Johnny Football Suspended For First Half of Season Opener

Your News Companion by Ben Mathis-Lilley
Aug. 28 2013 5:31 PM

Johnny Football Suspended For First Half of Season Opener

Texas A&M Aggies quarterback Johnny Manziel #2 waits near the bench during the Maroon & White spring football game at Kyle Field on April 13, 2013 in College Station, Texas

Photo by Scott Halleran/Getty Images

Heisman winner Johnny Manziel will reportedly be forced to sit out the first half of Texas A&M's season opener against Rice this Saturday, a decision that depending on where you come down on the NCAA's controversial bylaws—or where you went to school—is either an absurdly short amount of time or entirely too harsh for an unpaid 20-year-old college star.

Regardless, the suspension—representing 30-minutes worth of game time—is more of a public shaming than a serious punishment given Manziel's Aggies remain heavy favorites to win this weekend with or without him. (In an alternative universe where Manziel were to start the game, it's not hard to imagine a scenario where he and his fellow first-teamers played only limited action anyway.)


A&M hasn't commented on the news yet, but a number of outlets have managed to independently confirm TexAgs' Billy Liucci's original scoop.

Johnny Football had been accused of taking money from memorabilia dealers in exchange for signing autographs, a serious no-no under the NCAA's rules. Manziel repeatedly denied the accusations, and it's not exactly clear if the NCAA had the goods to prove the allegations. According to's Brett McMurphy, the suspension represents a deal between the school and the NCAA and was most likely for a smaller infraction, violating the NCCA bylaw that reads:

Title: - Use of a Student-Athlete's Name or Picture Without Knowledge or Permission.
If a student-athlete's name or picture appears on commercial items (e.g., T-shirts, sweatshirts, serving trays, playing cards, posters) or is used to promote a commercial product sold by an individual or agency without the student-athlete's knowledge or permission, the student-athlete (or the institution acting on behalf of the student-athlete) is required to take steps to stop such an activity in order to retain his or her eligibility for intercollegiate athletics.

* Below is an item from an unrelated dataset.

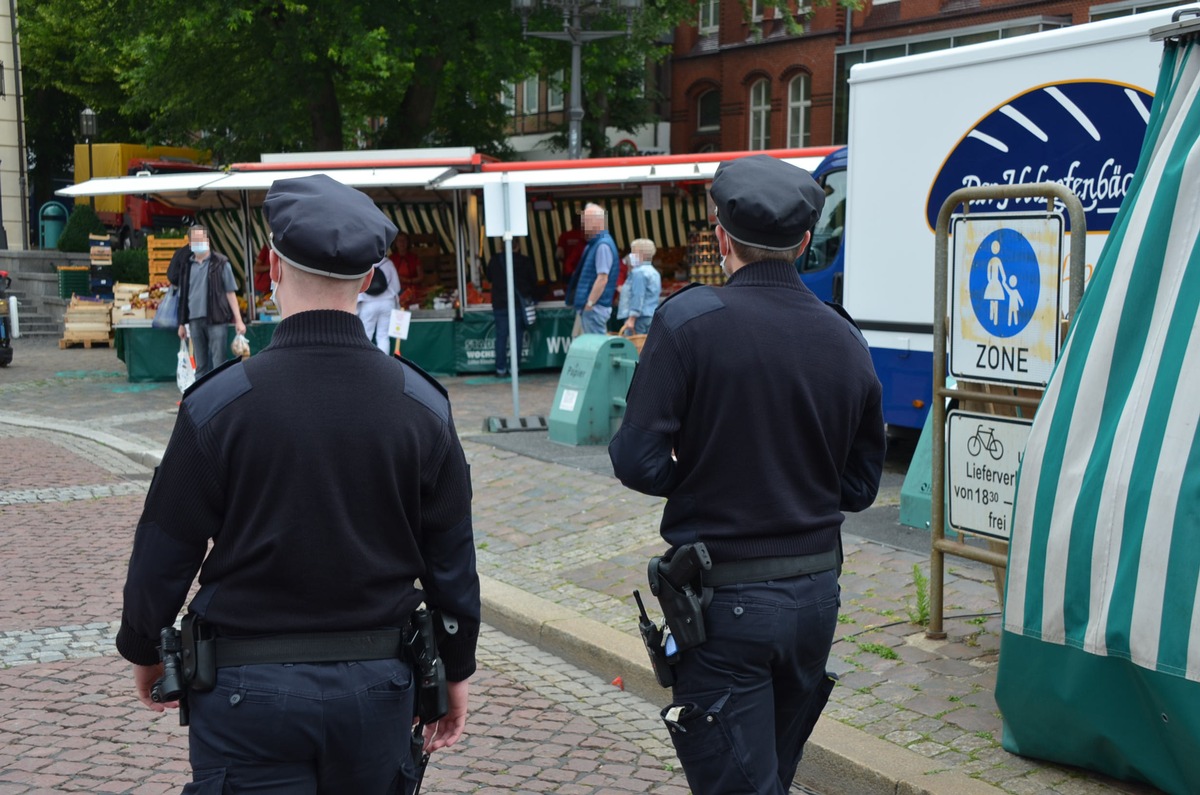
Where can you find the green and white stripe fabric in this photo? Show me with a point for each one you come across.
(1104, 563)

Such steps are not required in cases in which a student-athlete's photograph is sold by an individual or agency (e.g., private photographer, news agency) for private use.

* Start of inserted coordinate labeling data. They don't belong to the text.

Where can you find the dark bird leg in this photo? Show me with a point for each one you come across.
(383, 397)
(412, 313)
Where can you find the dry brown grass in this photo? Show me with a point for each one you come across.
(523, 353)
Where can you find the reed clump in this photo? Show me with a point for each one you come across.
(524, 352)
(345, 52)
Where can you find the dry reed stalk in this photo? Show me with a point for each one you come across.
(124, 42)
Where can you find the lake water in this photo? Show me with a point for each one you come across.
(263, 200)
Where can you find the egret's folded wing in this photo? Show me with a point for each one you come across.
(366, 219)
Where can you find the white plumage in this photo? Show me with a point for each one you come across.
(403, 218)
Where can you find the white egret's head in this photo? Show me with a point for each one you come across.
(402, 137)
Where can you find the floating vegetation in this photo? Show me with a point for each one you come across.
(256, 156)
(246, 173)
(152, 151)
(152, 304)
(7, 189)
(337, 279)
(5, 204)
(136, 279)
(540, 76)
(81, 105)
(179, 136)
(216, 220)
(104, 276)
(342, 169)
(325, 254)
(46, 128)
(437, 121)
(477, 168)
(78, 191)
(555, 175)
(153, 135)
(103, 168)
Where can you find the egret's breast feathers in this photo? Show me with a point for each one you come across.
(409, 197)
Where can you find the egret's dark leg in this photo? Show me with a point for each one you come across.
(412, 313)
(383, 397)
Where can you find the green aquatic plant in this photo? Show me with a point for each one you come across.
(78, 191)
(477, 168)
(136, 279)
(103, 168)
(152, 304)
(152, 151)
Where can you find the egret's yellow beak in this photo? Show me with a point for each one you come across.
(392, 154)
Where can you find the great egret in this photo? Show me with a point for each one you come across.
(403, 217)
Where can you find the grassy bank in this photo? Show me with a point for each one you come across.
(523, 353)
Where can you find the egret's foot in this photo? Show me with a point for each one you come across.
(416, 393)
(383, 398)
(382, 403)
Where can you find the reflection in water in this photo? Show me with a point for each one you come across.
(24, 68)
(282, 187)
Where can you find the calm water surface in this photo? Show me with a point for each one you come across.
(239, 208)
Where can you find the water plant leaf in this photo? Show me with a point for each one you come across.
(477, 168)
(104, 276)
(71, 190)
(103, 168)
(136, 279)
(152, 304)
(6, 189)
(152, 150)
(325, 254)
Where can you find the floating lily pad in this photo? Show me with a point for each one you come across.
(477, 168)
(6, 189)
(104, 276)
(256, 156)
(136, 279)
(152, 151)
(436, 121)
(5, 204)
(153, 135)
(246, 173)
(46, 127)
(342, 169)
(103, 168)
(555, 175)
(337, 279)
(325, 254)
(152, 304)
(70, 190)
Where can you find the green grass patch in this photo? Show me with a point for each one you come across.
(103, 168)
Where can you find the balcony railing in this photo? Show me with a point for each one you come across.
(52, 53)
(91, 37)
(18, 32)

Assuming the suspension represents the end of the NCAA investigation, it wraps up a hectic offseason for Manziel. He was sent home from the Manning Passing Academy, where he was a guest instructor, after sleeping through meetings, and was kicked out a frat party at the University of Texas. He was also the subject of a lengthy ESPN: the Magazine profile which revealed he underwent treatment for alcohol and anger issues.